Même si la Loi sur les contraventions n'en fait pas un objectif direct, l'établissement d'un système de poursuites plus simple et plus efficace constitue un fort incitatif pour les corps policiers d'appliquer davantage les lois fédérales. Au cours de nos entrevues avec des représentants provinciaux, on a fait remarquer que les policiers étaient généralement en faveur de la mise en application de la Loi sur les contraventions dans leur province à titre de nouvel outil leur permettant de traiter efficacement les infractions réglementaires qualifiées.
4.2. Vue d'ensemble de la mise en œuvre au Canada
La mise en œuvre du Fonds est directement liée à la mise en application de la Loi sur les contraventions partout au Canada. Aux fins de la présente évaluation, il convient de structurer la vue d'ensemble de la mise en œuvre du programme en deux périodes distinctes : avant et après la décision de la Cour fédérale.

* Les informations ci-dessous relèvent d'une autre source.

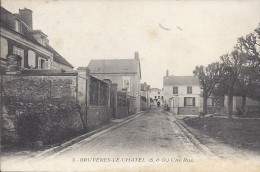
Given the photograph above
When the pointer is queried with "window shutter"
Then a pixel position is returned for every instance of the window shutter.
(39, 63)
(46, 64)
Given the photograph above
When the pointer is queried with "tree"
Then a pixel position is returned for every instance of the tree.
(232, 66)
(249, 77)
(209, 77)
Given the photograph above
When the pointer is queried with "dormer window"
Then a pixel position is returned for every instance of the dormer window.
(18, 27)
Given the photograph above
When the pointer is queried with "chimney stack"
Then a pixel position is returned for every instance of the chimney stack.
(136, 55)
(167, 72)
(26, 16)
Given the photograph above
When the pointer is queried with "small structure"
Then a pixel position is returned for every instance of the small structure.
(126, 73)
(157, 97)
(183, 94)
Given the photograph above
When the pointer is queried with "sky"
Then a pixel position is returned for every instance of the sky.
(173, 35)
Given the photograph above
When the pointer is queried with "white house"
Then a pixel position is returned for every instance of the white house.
(157, 96)
(183, 94)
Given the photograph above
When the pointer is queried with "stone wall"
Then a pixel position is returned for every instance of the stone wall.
(44, 106)
(97, 115)
(188, 111)
(54, 105)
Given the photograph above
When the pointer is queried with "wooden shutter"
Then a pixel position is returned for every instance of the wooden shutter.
(39, 63)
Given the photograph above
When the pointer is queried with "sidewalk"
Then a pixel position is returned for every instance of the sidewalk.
(50, 151)
(214, 145)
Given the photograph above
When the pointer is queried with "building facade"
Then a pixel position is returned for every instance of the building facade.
(125, 72)
(19, 38)
(183, 94)
(157, 97)
(145, 95)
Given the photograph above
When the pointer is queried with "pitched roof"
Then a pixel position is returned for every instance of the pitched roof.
(7, 21)
(58, 58)
(180, 80)
(155, 89)
(114, 66)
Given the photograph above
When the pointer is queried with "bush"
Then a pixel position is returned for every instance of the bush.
(50, 123)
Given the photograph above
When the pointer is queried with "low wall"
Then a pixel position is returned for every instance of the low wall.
(121, 112)
(188, 111)
(97, 115)
(40, 108)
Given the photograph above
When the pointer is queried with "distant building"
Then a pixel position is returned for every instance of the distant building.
(157, 97)
(183, 94)
(145, 95)
(18, 37)
(125, 72)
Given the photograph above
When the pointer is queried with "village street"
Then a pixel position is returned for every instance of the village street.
(153, 134)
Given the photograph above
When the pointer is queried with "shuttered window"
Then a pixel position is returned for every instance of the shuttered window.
(189, 101)
(189, 90)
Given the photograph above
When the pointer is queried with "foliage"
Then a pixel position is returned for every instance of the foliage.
(209, 77)
(50, 123)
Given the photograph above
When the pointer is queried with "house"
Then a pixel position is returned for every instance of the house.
(183, 94)
(145, 96)
(157, 97)
(125, 72)
(18, 37)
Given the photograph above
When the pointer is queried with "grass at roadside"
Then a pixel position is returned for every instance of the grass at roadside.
(240, 133)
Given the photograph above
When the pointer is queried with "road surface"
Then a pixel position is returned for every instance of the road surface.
(153, 134)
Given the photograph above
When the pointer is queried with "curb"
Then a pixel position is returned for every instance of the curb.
(55, 150)
(192, 138)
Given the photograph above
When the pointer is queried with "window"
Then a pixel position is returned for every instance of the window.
(31, 59)
(42, 63)
(19, 52)
(4, 47)
(126, 83)
(189, 101)
(175, 90)
(189, 90)
(18, 27)
(209, 102)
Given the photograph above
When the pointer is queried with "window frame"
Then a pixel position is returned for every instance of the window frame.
(192, 102)
(127, 78)
(18, 26)
(20, 52)
(40, 63)
(175, 88)
(189, 89)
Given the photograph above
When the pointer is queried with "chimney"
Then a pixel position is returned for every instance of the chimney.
(136, 55)
(167, 72)
(45, 41)
(26, 16)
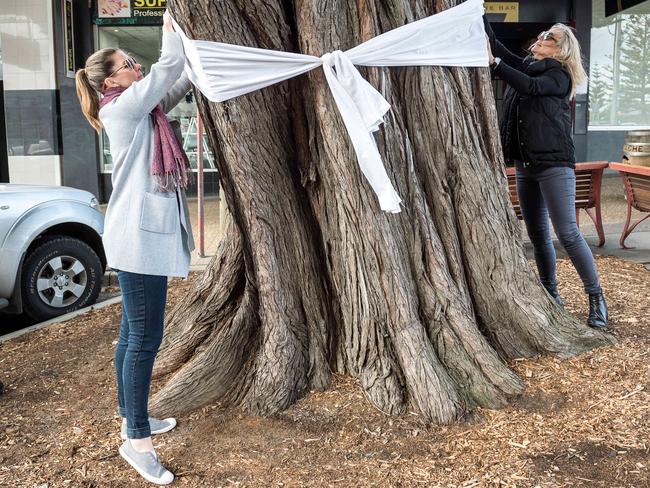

4.2.1. Avant la décision de la Cour fédérale
À la suite des modifications apportées en 1996 à la Loi sur les contraventions, le gouvernement fédéral a lancé le processus d'intégration des régimes pénaux provinciaux et de conclusions d'ententes pour rendre la Loi sur les contraventions applicable partout au Canada. Au moment où la Cour fédérale a rendu sa décision en 2001, le gouvernement fédéral avait franchi ces deux étapes dans six administrations (voir le tableau 4).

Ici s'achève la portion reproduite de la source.